Aumento da Agricultura Familiar na Alimentação Escolar
A alimentação escolar em Mato Grosso do Sul tem se mostrado um pilar fundamental para o fortalecimento da economia local, ao mesmo tempo em que garante refeições mais saudáveis para os alunos da Rede Estadual de Ensino (REE). As compras provenientes da agricultura familiar, realizadas através da Chamada Pública do Programa Nacional de Alimentação Escolar (PNAE), já superaram os índices mínimos exigidos pela legislação federal. Atualmente, mais de 1.700 agricultores do estado estão diretamente envolvidos nesse processo.
Dados recentes revelam que, em 2024, o estado alcançou a marca de 57% de aquisição de produtos da agricultura familiar, com um investimento total de R$ 16,5 milhões. No ano seguinte, em 2025, essa cifra subiu para 65%, totalizando R$ 17,7 milhões. Esse crescimento substancial reflete o comprometimento da Rede Estadual com o fortalecimento da agricultura familiar, valorização da cultura alimentar local e promoção da sustentabilidade.

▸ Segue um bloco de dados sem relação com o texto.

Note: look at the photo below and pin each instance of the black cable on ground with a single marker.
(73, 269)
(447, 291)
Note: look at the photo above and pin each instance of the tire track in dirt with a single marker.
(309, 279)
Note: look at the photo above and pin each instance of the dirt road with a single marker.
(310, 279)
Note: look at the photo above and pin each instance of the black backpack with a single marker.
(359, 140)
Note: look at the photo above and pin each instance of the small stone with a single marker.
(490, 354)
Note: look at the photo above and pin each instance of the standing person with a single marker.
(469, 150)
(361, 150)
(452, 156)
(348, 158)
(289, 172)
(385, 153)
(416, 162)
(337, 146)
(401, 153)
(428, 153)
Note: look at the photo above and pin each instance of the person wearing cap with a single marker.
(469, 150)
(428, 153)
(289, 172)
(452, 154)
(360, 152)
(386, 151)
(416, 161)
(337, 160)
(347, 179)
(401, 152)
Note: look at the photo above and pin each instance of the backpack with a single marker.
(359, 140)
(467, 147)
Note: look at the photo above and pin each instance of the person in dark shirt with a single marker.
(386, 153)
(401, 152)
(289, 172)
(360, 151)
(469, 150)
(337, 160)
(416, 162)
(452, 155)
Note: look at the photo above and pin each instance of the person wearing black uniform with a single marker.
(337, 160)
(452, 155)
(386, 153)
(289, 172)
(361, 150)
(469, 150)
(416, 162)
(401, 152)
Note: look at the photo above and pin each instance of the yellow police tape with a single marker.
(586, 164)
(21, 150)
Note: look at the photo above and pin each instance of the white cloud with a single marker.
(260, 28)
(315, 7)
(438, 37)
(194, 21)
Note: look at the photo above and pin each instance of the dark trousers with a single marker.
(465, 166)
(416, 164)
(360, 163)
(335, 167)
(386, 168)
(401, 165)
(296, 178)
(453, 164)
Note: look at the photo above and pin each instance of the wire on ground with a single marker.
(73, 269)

A venda para a alimentação escolar traz não apenas segurança financeira, mas também reconhecimento para os agricultores. Janilson Domingos, que já atua no setor há quase 20 anos, compartilha sua experiência: “Fornecer para a merenda escolar sempre foi um sonho. A merenda escolar oferece estabilidade. Todo ano temos aulas, então sempre haverá entregas. Anteriormente, com programas como o PAA, dependíamos da liberação anual de recursos. Agora, com a escola, é uma garantia real de renda”, comenta ele, que semanalmente fornece entre 250 e 300 quilos de abobrinha, berinjela e couve, e planeja diversificar sua produção com alface e cheiro-verde.
Transformações no Campo com Vendas Diretas
Roberval Sebastião da Silva, que está encerrando seu primeiro ano como fornecedor da rede estadual, também evidencia as mudanças positivas em sua rotina agrícola. “Hoje, planto sabendo para onde meus produtos vão. Antes, eu tinha que correr atrás de mercado, era complicado. Agora, entrego tudo para a merenda escolar semanalmente, com produtos frescos. É o melhor resultado que já obtive em mais de 30 anos de trabalho na agricultura familiar”, relata com satisfação.
A política de valorização dos produtos locais também impacta comunidades tradicionais, como a comunidade quilombola Chácara Buriti. Lucinéia de Jesus Domingos Gabilão, presidente da associação, destaca a importância da inclusão na Chamada Pública da Rede Estadual em 2025. “Somos 42 produtores na comunidade, começamos com 6 fornecendo para 9 escolas. Antes, muitas de nossas colheitas se perdiam por falta de mercado. Agora, temos uma demanda garantida e conseguimos entregar alimentos frescos de qualidade”, afirma. Para 2026, a expectativa é incluir todas as famílias da comunidade e atender ao menos 30 escolas na capital.
Valorização da Cultura Alimentar Regional
No cerne dessa política está a valorização da cultura alimentar local e o respeito aos saberes do campo. Adriana Rossato, coordenadora de Alimentação Escolar da Secretaria de Estado de Educação (SED), enfatiza que a agricultura familiar é uma ponte para que os estudantes tenham acesso a uma alimentação saudável, que dialoga com a cultura regional. “O que é produzido na região chega à mesa dos alunos. Muitas vezes, quem cultiva os alimentos são pais de estudantes. É um ciclo que integra inclusão, saúde, renda e identidade”, explica.
As escolas recebem, semanalmente, uma variedade de frutas, hortaliças, legumes, raízes, pães e outros alimentos frescos. Esses itens compõem cardápios desenvolvidos por nutricionistas, respeitando a sazonalidade, os hábitos locais, a faixa etária dos alunos e as normas sanitárias. O fornecimento constante assegura variedade, qualidade nutricional e uma conexão direta entre escolas e produtores locais.
Hélio Daher, secretário de Estado de Educação, ressalta que a compra de produtos da agricultura familiar deve ser vista como uma política pública contínua e transformadora. “Quando a escola opta por comprar da agricultura familiar, não está apenas adquirindo alimentos. Está apoiando famílias, fortalecendo comunidades, valorizando a produção local e garantindo alimentos frescos e de qualidade para nossos estudantes. Essa é uma política que movimenta a economia regional e transforma realidades tanto no campo quanto na escola”, conclui, destacando a importância dessa iniciativa para o futuro da educação e da agricultura em Mato Grosso do Sul.